Programming/designing/consulting (I'm in control of how many hours I put in as far as prep goes and how long it takes to get the work done) - day rate with OT after 10/day.
-Todd


----------



## macsound (Dec 9, 2019)

Very difficult question. I might bill both ways for the same client depending on what I'm doing. 
Consulting it's usually hourly because I can include on-site meetings, phone calls, drafting etc.
Recurring events such as film shoots where the schedule is determined ahead of time it's day rate. Non recurring events that have no schedule is minimum day rate plus hourly after 4-6 hours. 
Corporate events however is hourly because they're accustomed to paying union folk that way.


----------



## Dionysus (Dec 16, 2019)

I go Both ways depending on hours (or potential hours), kind of work, etc.
Really depends on what I am doing.

Depends on my feelings and with who is hiring me. Often for festivals etc I do day rates because it takes guess work out of budgets. For most theatre work I do hourly.


----------



## Darin (Dec 17, 2019)

When I worked at the Oprah Winfrey Show, it was a day rate for the first 8 hours, then hourly afterward, with time-and-a-half after 10 hours, double time after 16, and time-and-a-half on a short turnaround

Oh, plus meal penalties

We made a ton of money there


----------



## TimMc (Dec 17, 2019)

Darin said:


> When I worked at the Oprah Winfrey Show, it was a day rate for the first 8 hours, then hourly afterward, with time-and-a-half after 10 hours, double time after 16, and time-and-a-half on a short turnaround
> 
> Oh, plus meal penalties
> 
> We made a ton of money there


Sounds like IATSE Local 2 was involved.


----------



## Darin (Dec 18, 2019)

TimMc said:


> Sounds like IATSE Local 2 was involved.
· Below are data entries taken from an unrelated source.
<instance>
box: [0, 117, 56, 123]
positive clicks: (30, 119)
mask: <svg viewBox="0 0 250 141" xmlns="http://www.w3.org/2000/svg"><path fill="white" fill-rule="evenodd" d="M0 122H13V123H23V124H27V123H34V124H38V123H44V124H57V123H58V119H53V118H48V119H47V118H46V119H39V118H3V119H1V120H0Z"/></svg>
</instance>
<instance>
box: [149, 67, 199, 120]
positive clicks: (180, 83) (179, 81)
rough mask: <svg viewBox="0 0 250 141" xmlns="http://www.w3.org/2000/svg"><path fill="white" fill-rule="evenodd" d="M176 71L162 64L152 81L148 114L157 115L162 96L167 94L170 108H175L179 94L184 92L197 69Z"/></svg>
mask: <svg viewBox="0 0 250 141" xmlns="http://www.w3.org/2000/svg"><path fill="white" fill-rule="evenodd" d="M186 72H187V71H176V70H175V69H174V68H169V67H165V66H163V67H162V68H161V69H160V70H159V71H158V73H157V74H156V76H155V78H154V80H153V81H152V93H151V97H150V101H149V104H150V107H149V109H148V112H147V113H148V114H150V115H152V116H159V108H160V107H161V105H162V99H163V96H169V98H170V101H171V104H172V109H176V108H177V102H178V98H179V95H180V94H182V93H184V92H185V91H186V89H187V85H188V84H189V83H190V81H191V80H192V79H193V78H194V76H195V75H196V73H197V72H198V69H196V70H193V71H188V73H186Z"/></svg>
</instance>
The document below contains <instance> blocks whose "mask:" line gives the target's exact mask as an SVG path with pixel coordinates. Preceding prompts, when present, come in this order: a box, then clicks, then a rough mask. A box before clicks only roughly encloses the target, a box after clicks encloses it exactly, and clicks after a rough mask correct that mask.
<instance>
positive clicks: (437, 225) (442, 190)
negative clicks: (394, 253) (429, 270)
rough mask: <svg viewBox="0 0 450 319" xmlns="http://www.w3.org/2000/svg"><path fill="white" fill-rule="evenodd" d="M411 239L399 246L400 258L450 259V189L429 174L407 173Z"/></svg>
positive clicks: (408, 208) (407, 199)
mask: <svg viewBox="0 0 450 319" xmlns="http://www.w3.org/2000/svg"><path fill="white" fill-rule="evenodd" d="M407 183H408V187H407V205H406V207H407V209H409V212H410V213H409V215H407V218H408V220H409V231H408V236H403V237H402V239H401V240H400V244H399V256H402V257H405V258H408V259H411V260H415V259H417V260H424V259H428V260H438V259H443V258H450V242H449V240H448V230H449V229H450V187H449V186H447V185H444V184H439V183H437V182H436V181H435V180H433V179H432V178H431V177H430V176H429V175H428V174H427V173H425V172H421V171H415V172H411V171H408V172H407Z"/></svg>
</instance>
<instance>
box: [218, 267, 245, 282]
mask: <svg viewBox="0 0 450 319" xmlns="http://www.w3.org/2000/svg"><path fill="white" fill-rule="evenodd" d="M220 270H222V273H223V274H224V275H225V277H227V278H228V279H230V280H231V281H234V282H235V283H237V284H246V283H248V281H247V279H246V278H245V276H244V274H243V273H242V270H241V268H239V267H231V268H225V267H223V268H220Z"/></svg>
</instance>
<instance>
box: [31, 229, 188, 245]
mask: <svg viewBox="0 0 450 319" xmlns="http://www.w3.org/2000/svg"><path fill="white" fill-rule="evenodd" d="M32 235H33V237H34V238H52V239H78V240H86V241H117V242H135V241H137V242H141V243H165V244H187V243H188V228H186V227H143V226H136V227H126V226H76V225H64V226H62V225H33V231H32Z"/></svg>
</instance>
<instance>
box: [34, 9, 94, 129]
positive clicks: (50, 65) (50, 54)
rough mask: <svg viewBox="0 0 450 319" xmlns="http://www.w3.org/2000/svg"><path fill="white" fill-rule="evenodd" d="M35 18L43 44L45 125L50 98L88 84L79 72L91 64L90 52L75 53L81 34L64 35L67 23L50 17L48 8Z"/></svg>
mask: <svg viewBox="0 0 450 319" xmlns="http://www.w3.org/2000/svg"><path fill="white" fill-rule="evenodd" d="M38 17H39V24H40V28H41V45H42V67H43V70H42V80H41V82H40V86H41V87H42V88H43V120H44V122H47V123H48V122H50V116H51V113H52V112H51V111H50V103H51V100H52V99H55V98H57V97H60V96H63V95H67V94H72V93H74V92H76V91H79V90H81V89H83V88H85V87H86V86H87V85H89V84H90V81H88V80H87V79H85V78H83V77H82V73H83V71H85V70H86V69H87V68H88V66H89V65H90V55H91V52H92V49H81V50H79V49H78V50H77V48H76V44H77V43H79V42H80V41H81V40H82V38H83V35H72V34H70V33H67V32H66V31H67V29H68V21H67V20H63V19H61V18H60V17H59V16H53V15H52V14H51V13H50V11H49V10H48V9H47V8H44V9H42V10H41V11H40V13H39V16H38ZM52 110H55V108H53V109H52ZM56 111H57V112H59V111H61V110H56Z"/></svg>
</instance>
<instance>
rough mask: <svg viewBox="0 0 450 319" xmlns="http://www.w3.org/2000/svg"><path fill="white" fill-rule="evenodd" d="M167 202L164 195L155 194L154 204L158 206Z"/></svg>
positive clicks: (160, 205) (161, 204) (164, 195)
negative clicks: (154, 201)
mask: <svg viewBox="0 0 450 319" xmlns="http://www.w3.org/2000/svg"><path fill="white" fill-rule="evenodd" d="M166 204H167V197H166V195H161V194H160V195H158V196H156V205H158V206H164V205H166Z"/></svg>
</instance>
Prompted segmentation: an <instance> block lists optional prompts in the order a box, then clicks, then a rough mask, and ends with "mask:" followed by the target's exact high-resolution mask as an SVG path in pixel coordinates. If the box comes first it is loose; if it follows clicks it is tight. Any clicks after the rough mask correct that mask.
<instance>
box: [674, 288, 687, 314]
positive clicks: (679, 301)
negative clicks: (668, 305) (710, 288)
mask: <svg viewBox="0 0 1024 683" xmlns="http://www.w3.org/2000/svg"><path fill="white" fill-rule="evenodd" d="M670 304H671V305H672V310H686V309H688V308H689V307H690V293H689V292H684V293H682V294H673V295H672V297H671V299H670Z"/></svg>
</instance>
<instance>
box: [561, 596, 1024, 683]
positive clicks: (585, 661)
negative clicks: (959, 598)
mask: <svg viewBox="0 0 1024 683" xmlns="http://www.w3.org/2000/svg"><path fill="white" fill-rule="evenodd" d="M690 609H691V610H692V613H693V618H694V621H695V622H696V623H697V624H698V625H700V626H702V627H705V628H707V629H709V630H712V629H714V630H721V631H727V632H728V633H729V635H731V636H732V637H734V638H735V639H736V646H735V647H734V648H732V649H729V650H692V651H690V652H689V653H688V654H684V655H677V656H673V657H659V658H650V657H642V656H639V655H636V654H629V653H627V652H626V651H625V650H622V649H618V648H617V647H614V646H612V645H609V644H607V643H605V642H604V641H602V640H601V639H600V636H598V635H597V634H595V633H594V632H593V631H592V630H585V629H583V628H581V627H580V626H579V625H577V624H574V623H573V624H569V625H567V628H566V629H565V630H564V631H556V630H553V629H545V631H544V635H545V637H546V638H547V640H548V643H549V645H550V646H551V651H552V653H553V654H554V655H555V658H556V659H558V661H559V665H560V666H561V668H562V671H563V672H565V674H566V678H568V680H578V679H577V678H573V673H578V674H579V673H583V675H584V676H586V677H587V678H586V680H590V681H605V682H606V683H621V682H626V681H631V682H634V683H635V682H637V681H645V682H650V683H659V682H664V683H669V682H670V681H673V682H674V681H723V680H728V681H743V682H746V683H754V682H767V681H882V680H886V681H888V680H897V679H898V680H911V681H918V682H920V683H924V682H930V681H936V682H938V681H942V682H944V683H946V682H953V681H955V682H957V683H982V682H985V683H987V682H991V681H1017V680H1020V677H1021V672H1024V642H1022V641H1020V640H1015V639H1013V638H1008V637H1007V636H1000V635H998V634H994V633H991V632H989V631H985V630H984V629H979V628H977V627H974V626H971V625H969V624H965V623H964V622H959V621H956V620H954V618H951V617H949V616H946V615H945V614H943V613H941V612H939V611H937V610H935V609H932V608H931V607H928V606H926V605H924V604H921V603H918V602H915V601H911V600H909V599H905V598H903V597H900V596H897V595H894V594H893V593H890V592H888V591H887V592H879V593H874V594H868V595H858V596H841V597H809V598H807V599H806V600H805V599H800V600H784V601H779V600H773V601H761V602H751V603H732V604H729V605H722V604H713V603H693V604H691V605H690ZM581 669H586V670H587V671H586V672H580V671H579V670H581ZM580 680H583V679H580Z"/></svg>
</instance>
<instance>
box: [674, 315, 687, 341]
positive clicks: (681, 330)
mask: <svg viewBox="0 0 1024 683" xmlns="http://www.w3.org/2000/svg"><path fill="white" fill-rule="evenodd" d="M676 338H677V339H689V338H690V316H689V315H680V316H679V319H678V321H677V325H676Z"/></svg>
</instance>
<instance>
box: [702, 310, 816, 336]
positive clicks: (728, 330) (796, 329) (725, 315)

Nope, that was the beauty of it. Harpo Studios was purposely built just outside of Local 2's jurisdiction, so it wasn't technically operating under union regs, but the studio chose to follow the pay structures. The advantage was that the studio wasn't locked into the job divisions of a normal union house, but could still attract high quality technicians. In a single shift, I could hang/focus lights, build scenery, pull props, decorate the set, drive the forklift or paint the floor. The studio attracted more theatre people than IATSE people because of their ability to work in several areas


----------



## TimMc (Dec 19, 2019)

Darin said:


> Nope, that was the beauty of it. Harpo Studios was purposely built just outside of Local 2's jurisdiction, so it wasn't technically operating under union regs, but the studio chose to follow the pay structures. The advantage was that the studio wasn't locked into the job divisions of a normal union house, but could still attract high quality technicians. In a single shift, I could hang/focus lights, build scenery, pull props, decorate the set, drive the forklift or paint the floor. The studio attracted more theatre people than IATSE people because of their ability to work in several areas



Other than departmentalization, it sounds like Local 2 had a direct influence on wages and benefits. Harpo had to pay prevailing area rates to get the technicians needed.


----------



## Darin (Dec 19, 2019)

TimMc said:


> Other than departmentalization, it sounds like Local 2 had a direct influence on wages and benefits. Harpo had to pay prevailing area rates to get the technicians needed.



They chose to, they didn't NEED to. Very few technicians at Harpo were members of IATSE


----------



## TimMc (Dec 20, 2019)

Darin said:


> They chose to, they didn't NEED to. Very few technicians at Harpo were members of IATSE


I suppose it depends on which camera shot one is viewing (pun intended)... but if Harpo was paying below scale you'd bet they'd have had a hard time attracting the high level of talent they got (and kept for a long time, most of 'em). Harpo's a great reputation for both treatment and compensation.


----------



## Darin (Dec 20, 2019)

TimMc said:


> I suppose it depends on which camera shot one is viewing (pun intended)... but if Harpo was paying below scale you'd bet they'd have had a hard time attracting the high level of talent they got (and kept for a long time, most of 'em). Harpo's a great reputation for both treatment and compensation.



Yes, high pay absolutely attracted more qualified people. They were smart to adopt union pay structures. They were also smart to not handcuff themselves to union workers who couldn't cross lines of job duties


----------